Nobody seems to have an accurate count of how many men died. But we know there were at least 51,000 casualties, and more than 3,000 men are buried in the National Cemetery. Between 4,000 and 7,000 horses and mules also were killed — and presumably lay longer before burial than their human riders.
If you read anything at all about the Battle of Gettysburg, you’ll quickly learn that it was not one battle but many, in which soldiers from 18 Union states and 12 Confederate states — 165,000 soldiers in all — fought for what they believed to be freedom.

The battlefield at night
According to “Gettysburg by the Numbers,” a little white book of statistics compiled by park ranger Chuck Teague, the average age of the soldiers was 19 and their average weight 145 pounds. And they died like flies. Nearly a third of the soldiers from Connecticut were either injured, missing or killed. One in four Michiganders was injured, missing or killed. For Minnesota, Florida and Tennessee, the number was 60 percent. When the fighting ended, at least 25,000 muskets were recovered from the field and 85 percent were loaded. Forty percent of those loaded guns had multiple loads, meaning that the soldiers in the heat of battle had forgotten they had already tamped down charge, ball and paper, and did it again — and again.

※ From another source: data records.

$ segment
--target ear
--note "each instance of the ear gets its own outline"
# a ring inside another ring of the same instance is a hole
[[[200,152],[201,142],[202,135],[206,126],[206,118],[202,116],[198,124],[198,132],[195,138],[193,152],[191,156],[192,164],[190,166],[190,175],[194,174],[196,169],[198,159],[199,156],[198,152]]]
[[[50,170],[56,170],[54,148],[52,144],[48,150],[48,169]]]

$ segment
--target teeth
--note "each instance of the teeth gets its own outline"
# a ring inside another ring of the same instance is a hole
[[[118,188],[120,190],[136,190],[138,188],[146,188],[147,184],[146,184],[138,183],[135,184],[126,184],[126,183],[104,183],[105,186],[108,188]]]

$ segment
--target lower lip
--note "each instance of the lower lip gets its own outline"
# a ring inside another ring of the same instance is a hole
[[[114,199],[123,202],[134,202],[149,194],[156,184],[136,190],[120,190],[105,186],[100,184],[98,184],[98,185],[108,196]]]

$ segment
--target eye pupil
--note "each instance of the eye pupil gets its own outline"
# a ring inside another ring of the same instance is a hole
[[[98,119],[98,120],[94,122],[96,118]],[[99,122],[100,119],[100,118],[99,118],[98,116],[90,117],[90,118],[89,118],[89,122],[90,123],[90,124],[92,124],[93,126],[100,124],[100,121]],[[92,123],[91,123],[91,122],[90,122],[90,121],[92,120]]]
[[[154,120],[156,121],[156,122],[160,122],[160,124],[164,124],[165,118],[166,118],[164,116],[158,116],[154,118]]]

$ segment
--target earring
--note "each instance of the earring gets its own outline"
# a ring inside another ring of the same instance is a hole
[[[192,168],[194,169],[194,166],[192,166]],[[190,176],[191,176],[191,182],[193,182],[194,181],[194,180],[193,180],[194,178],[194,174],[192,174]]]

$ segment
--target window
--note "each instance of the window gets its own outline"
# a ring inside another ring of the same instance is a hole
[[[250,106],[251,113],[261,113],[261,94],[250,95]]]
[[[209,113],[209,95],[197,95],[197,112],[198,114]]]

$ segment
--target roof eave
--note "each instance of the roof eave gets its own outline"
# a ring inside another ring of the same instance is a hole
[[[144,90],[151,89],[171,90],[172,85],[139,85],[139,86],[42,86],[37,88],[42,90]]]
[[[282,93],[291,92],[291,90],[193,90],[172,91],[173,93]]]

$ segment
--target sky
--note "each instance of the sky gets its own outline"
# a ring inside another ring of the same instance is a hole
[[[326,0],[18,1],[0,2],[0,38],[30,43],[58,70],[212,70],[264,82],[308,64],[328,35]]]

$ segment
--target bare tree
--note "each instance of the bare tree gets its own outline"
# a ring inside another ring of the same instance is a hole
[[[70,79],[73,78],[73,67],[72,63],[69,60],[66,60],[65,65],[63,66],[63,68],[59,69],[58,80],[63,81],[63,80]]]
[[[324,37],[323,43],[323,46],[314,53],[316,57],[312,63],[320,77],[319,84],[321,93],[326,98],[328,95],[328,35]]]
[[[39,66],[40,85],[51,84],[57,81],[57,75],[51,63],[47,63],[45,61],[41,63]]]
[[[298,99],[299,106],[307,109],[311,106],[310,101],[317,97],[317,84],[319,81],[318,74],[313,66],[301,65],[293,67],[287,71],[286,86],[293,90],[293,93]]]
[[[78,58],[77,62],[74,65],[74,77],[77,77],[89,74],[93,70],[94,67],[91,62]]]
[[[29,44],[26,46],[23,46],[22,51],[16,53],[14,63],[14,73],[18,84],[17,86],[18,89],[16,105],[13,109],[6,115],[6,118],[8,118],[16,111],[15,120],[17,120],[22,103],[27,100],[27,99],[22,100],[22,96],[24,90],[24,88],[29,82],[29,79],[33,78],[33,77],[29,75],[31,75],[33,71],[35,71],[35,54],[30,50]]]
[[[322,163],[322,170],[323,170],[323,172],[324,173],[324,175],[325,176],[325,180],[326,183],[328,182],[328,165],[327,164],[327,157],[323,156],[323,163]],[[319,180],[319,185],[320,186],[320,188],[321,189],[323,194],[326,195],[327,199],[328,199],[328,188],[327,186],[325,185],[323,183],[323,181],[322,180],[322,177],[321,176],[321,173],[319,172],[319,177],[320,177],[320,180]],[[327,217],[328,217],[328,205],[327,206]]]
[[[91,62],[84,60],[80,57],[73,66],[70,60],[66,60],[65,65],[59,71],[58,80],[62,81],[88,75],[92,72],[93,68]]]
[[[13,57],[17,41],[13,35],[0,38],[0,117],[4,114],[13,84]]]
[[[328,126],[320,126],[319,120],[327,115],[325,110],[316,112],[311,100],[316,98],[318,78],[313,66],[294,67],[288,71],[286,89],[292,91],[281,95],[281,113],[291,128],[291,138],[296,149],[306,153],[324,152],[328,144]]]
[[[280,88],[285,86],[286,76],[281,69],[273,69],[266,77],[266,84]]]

Today, people are still digging bullets and bones out of the ground in a place where both fell thickly 146 years ago. And when you walk in the still, open fields, deliberately kept as they were nearly 150 years ago, you feel as though you are walking on souls.
It’s no wonder that ghost stories abound. I am a skeptic when it comes to these things; I believe that human souls live on after the body dies, but where they go is a mystery. Is there a heaven? I like to think so. Is there a hell? If so, it may be at Gettysburg. Is it possible for a soul to remain tied to its past, unable to escape? Maybe.
As we sat at breakfast yesterday morning with other guests at our bed and breakfast — the only B&B that sits right in the middle of the battlefield — a young woman said that in the night she heard something in her ear and then felt a brush across her cheek. The owner said he has had many such reports within the house and at nearby homes. For example, a recent recording of a normal conversation at a house across the street, when played back, was punctuated by the unexplained screams of a young man. In the parking lot, as we were getting ready to leave, I encountered another guest, wearing a Harley Davidson jacket and a mustache, who volunteered reluctantly that in the night someone had tucked his feet in at the bottom of his bed.
As for me, the skeptic? On Sunday night, out at the observation tower on Oak Ridge, a quarter mile from our B&B, Sherri and I stood to see what the place was like at midnight. There was a strong wind coming from my right. And that’s why it was so strange that a white mist moved in front of me going in the opposite direction.